Another one of our successful cases is the Wanna company. The guys are one of the leaders in AR technologies for the fashion industry. Earlier the company's name was wanna.by, and the domain name was also wanna.by. But there was a problem: if in Belarus wanna.by was OK, in the USA this name produced ambiguous associations we wanted to avoid. After a strategic session we offered to refuse from the 'by' in the ending, and found a new domain – wanna.fashion.
They visually mismatched their partners, and it was a pain for the business development and design departments. The company went through an upscaling stage, they were entering new markets and wanted to work with major fashion industry players worldwide. But their image didn't lead to selling technologies with a big margin. Initially they were selling the product as a technology, but the task was to make the brand and its identity speak the customer's language.

We helped Wanna with that, and created a strategy. In fact, we made something kind of what Zuckerberg did, when he created a meta universe. Wanna sells AR/VR try-on technology; the technology develops rapidly, but has no name of its own. We called it Fashion ARketing (as a mix of AR and marketing technologies).
This is a smart solution – to give a name to a whole industry, take leadership in it and associate it with the company's name.
It all sounds inspiring, but how can it be measured?
Having worked a while, we understood that the final idea of branding is not the brandbook, but a strategy, identity and the team's ability to understand and use it to achieve goals.

We make pitches, explain our strategy: why it is as it is, why we choose this particular visual instead of another, how to use the new identity, which meanings it conveys, and so on.
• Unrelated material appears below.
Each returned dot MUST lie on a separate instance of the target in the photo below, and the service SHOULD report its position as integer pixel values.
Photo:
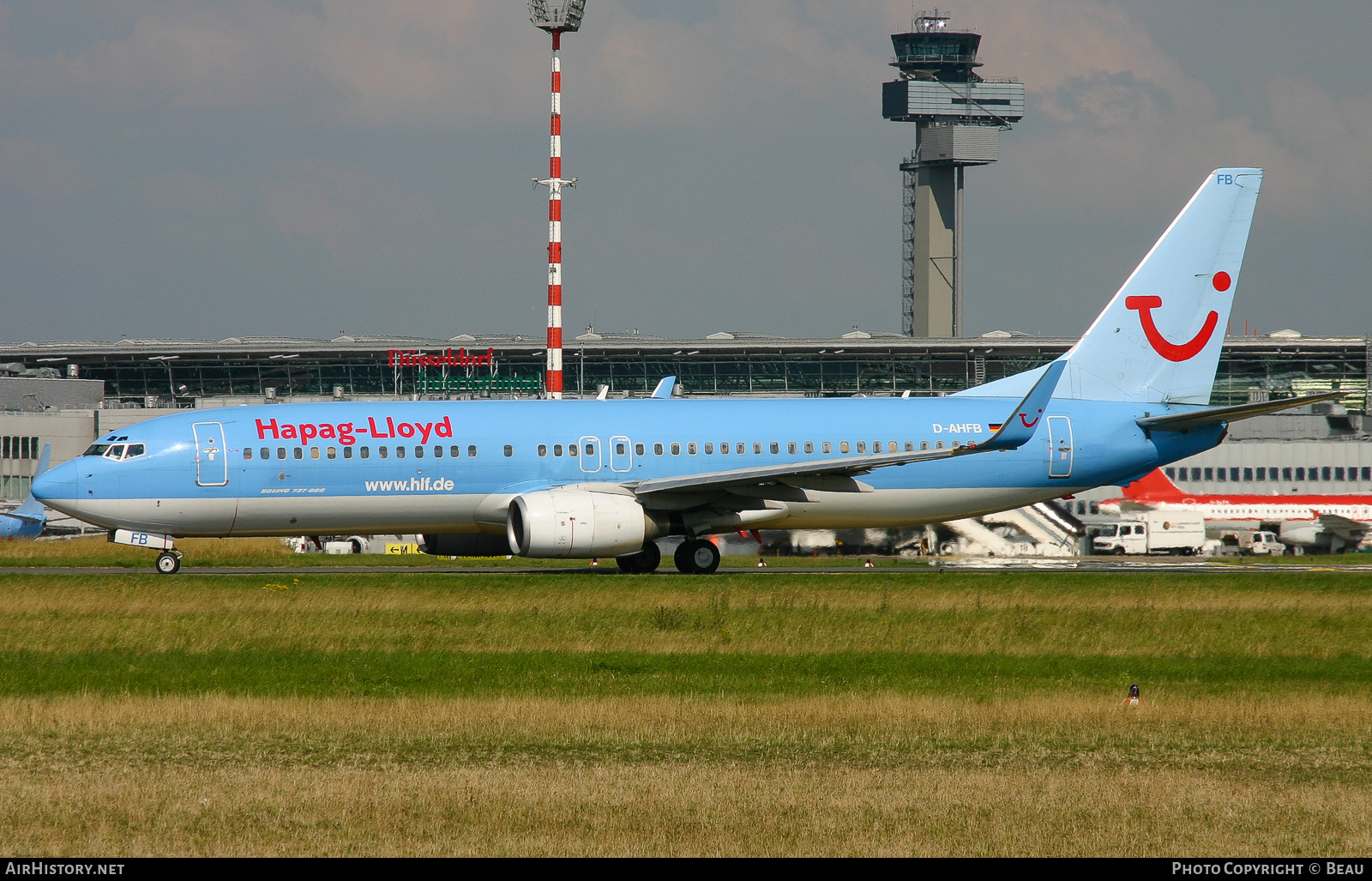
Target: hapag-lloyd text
(345, 432)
And we support the client three month after, staying in touch with the departments, and watch how the identity is implemented. We check if everything is OK, if it needs adjustments, how the sales go with the new instruments, what may be lacking in the process.

Our benchmark is the growth of the rebranded company. Normally IT companies grow by 10-20% a year. But branding can help them grow up to 300% within a year, two or three. It is impossible to give precise metrics of the brand's effectiveness, but earlier we already stated that the brand becomes an additional instrument for sales, headhunting, entering new markets, conquering new audiences, scaling, IPO, increasing average customer value, etc.

Here we understand that effectiveness is measured according to the branding goals and objectives. Everything becomes clear – how to estimate the brand's effectiveness. The client's feedback tells us it works.
This is the reason why they all are identically blue, with similar names like 'soft' and 'solution'. This facelessness interferes with hiring new people and competing in new markets.

Pretty often we see outfashioned, visually inconsistent design. The website can be designed in one manner, the presentations in another, social networks – different from the two above. When you put it all together, it seems like these are different brands, or, to be precise, no brand at all.